Live album by Bill Evans
- Released: 1968 (see 1968 in music)
- Recorded: June 15, 1968
- Venue: Montreux Jazz Festival, Casino de Montreux, Switzerland
- Genre: Jazz
- Length: 58:59
- Label: Verve
- Producer: Helen Keane

Bill Evans chronology
| California Here I Come (1967) | Bill Evans at the Montreux Jazz Festival (1968) | Alone (1968) |

= Bill Evans at the Montreux Jazz Festival =

1968 live album by Bill Evans

Bill Evans at the Montreux Jazz Festival is a 1968 album by the American jazz pianist Bill Evans with bassist Eddie Gómez and drummer Jack DeJohnette, recorded live at that year's Montreux Jazz Festival. The trio's performance on this album won them the 1969 Grammy Award for Best Jazz Instrumental Album, Individual or Group.

==Reception==

Writing for AllMusic, music critic Rovi Staff wrote the album "marks the beginning of stylistic changes for the legendary pianist. Only one year earlier, his At Town Hall release found his approach generally more introspective and brooding.
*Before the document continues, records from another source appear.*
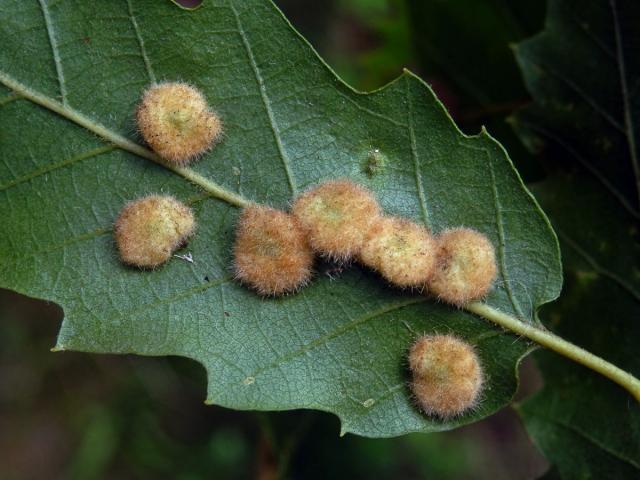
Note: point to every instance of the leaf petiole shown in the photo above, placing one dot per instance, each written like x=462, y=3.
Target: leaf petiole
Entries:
x=124, y=143
x=559, y=345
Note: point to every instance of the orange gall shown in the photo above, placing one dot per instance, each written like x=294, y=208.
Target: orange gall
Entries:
x=447, y=375
x=175, y=120
x=465, y=268
x=150, y=229
x=337, y=216
x=272, y=255
x=403, y=252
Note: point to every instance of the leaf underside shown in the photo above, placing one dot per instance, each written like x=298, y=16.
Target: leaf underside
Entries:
x=338, y=345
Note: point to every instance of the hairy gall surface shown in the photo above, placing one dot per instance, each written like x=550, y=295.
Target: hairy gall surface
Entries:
x=465, y=267
x=403, y=252
x=271, y=252
x=175, y=120
x=150, y=229
x=337, y=216
x=447, y=375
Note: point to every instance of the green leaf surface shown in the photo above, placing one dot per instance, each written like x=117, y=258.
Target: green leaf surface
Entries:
x=581, y=70
x=77, y=70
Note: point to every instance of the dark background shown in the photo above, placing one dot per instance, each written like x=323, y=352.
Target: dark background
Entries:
x=72, y=415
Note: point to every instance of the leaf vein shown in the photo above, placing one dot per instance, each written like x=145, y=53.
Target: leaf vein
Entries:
x=143, y=52
x=266, y=101
x=338, y=332
x=416, y=160
x=48, y=22
x=502, y=240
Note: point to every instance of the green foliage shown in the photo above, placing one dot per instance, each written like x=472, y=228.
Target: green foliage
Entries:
x=337, y=346
x=583, y=122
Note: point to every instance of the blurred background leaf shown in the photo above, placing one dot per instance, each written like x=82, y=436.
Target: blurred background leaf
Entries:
x=583, y=72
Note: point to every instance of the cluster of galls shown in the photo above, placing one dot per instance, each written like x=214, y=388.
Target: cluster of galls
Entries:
x=343, y=221
x=274, y=250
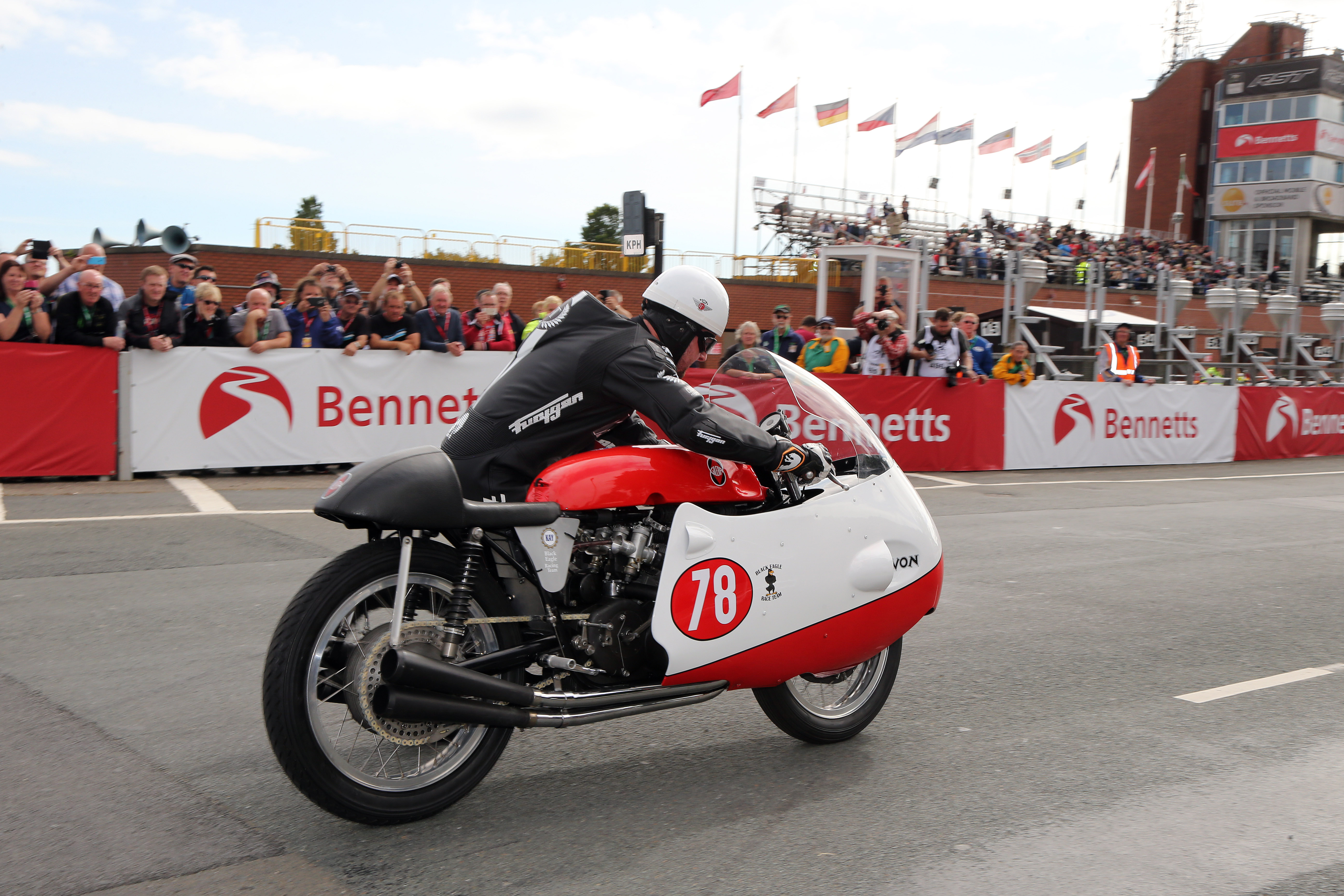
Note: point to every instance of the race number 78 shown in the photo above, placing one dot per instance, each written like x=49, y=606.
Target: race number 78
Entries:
x=711, y=600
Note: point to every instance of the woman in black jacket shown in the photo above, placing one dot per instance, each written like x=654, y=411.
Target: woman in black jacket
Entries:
x=206, y=321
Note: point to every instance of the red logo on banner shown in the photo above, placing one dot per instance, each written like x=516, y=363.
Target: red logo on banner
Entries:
x=1281, y=416
x=224, y=405
x=1072, y=412
x=711, y=600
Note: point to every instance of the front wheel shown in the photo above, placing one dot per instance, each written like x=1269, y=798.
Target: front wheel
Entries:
x=324, y=666
x=826, y=709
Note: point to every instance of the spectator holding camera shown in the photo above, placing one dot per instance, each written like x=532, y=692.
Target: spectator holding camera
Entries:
x=151, y=319
x=943, y=350
x=882, y=346
x=1014, y=367
x=490, y=331
x=258, y=327
x=92, y=257
x=88, y=318
x=25, y=318
x=206, y=323
x=440, y=326
x=827, y=353
x=397, y=275
x=393, y=330
x=982, y=356
x=311, y=319
x=354, y=324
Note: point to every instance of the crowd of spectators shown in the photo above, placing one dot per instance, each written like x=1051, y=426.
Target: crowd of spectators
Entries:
x=182, y=305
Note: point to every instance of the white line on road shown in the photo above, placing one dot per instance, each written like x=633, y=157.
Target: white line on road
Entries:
x=1260, y=684
x=147, y=516
x=1189, y=479
x=205, y=499
x=939, y=479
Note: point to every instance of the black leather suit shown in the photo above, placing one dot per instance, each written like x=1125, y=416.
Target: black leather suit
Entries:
x=588, y=374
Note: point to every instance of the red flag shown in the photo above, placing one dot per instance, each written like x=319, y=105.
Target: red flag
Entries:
x=730, y=89
x=1146, y=172
x=788, y=101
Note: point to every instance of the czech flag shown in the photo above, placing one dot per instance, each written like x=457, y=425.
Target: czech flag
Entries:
x=788, y=101
x=832, y=112
x=1003, y=140
x=884, y=119
x=730, y=89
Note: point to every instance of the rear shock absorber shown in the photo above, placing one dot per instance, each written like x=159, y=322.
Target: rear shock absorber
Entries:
x=460, y=610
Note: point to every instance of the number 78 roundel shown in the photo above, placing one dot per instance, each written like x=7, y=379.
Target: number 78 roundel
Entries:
x=711, y=600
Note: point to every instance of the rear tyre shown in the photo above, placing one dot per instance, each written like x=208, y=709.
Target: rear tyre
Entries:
x=322, y=671
x=830, y=709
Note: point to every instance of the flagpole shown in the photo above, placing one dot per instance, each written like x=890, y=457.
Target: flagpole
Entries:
x=796, y=108
x=737, y=178
x=1181, y=198
x=1148, y=206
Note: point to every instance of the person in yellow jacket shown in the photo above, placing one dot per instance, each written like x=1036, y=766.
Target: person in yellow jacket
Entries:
x=827, y=354
x=1014, y=367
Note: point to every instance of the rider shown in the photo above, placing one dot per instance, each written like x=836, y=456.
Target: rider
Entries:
x=588, y=374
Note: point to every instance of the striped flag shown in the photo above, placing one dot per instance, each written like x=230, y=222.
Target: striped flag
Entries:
x=1146, y=172
x=922, y=136
x=1072, y=159
x=884, y=119
x=788, y=101
x=956, y=135
x=1003, y=140
x=832, y=112
x=730, y=89
x=1033, y=154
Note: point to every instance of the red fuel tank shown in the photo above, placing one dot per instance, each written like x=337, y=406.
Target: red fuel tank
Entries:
x=643, y=475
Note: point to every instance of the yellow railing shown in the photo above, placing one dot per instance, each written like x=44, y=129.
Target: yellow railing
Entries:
x=470, y=246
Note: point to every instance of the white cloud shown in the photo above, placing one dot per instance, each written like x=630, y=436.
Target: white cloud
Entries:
x=171, y=139
x=64, y=21
x=18, y=159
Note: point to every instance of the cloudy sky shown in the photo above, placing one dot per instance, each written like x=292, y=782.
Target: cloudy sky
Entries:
x=519, y=117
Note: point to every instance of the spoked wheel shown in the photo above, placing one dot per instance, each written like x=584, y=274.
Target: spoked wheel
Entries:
x=830, y=707
x=323, y=668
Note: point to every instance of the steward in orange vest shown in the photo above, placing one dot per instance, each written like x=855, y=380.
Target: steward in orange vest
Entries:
x=1120, y=361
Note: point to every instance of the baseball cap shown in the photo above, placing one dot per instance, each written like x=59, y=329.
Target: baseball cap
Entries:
x=267, y=279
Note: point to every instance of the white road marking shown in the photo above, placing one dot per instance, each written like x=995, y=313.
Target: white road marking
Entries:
x=1260, y=684
x=146, y=516
x=1189, y=479
x=939, y=479
x=205, y=499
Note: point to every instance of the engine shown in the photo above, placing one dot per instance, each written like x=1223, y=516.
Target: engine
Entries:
x=615, y=581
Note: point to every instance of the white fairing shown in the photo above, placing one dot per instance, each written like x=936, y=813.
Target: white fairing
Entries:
x=827, y=558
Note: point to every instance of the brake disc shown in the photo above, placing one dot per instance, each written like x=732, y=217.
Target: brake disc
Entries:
x=363, y=671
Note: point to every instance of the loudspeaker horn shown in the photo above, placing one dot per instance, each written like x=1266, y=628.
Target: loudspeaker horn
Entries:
x=105, y=241
x=175, y=240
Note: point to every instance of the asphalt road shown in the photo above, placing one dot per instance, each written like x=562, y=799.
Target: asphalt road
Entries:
x=1033, y=743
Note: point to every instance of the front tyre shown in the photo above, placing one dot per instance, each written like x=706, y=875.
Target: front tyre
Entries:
x=826, y=709
x=322, y=671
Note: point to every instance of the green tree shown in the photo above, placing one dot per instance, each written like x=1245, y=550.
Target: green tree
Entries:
x=604, y=226
x=308, y=233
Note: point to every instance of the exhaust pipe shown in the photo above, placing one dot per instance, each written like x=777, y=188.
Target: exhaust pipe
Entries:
x=415, y=671
x=408, y=704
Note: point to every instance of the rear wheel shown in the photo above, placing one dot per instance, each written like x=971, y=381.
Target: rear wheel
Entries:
x=831, y=707
x=322, y=671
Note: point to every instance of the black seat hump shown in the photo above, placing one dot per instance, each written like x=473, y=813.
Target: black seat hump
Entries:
x=418, y=489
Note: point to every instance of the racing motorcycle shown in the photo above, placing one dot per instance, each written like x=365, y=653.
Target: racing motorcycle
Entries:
x=632, y=581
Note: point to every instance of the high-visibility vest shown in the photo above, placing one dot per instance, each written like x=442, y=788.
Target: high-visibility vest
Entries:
x=1122, y=365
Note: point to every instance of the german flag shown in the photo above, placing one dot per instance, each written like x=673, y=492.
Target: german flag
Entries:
x=832, y=112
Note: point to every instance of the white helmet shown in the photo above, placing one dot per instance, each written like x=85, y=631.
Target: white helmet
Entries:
x=693, y=293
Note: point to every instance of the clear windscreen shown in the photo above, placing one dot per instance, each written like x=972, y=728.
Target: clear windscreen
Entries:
x=756, y=382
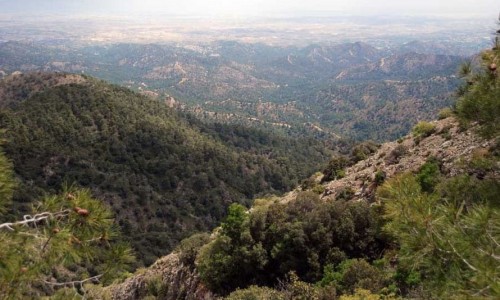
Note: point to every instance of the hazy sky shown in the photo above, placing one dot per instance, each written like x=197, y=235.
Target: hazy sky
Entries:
x=237, y=8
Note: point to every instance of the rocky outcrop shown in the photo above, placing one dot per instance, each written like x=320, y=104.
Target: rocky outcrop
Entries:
x=167, y=278
x=448, y=144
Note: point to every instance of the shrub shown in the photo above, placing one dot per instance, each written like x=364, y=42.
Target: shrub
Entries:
x=188, y=248
x=363, y=150
x=335, y=168
x=353, y=274
x=345, y=194
x=396, y=154
x=255, y=293
x=445, y=113
x=423, y=129
x=428, y=175
x=380, y=177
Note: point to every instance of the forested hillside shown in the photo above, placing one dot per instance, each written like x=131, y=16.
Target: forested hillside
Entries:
x=346, y=89
x=417, y=218
x=164, y=175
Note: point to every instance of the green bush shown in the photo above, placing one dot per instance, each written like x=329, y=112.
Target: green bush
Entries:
x=353, y=274
x=335, y=169
x=428, y=175
x=445, y=113
x=380, y=177
x=396, y=154
x=423, y=129
x=188, y=248
x=363, y=150
x=256, y=293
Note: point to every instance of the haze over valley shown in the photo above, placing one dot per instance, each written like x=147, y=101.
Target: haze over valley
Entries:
x=257, y=149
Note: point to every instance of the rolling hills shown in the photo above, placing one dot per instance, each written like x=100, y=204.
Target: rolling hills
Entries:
x=164, y=174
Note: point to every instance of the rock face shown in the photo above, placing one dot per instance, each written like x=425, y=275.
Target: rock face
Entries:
x=448, y=144
x=167, y=278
In contrast, this set is more lively, playful, and experimental. ... He experiments more with harmonic dissonance and striking rhythmical contrasts, making this his most extroverted playing since his freshman release, New Jazz Conceptions."

Professional ratings
Review scores
| Source | Rating |
| Allmusic | Star |
| The Penguin Guide to Jazz Recordings | Star Half star |

==Track listing==
1. "Spoken Introduction" – 0:57
2. "One for Helen" (Bill Evans) – 4:22
3. "A Sleepin' Bee" (Harold Arlen, Truman Capote) – 6:05
4. "Mother of Earl" (Earl Zindars) – 5:14
5. "Nardis" (Miles Davis) – 8:23
6. "Quiet Now" (Denny Zeitlin) – 6:26
7. "I Loves You, Porgy" (George Gershwin, Ira Gershwin, DuBose Heyward) – 6:00
8. "The Touch of Your Lips" (Ray Noble) – 4:45
9. "Embraceable You" (George Gershwin, Ira Gershwin) – 6:45
10. "Some Day My Prince Will Come" (Frank Churchill, Larry Morey) – 6:08
11. "Walkin' Up" (Evans) – 3:34

== Personnel ==
- Bill Evans - piano
- Eddie Gómez - double bass
- Jack DeJohnette - drums

== Legacy ==
Nardis in Track 5 was sampled by MF Doom in "Raid" from his album, Madvillainy.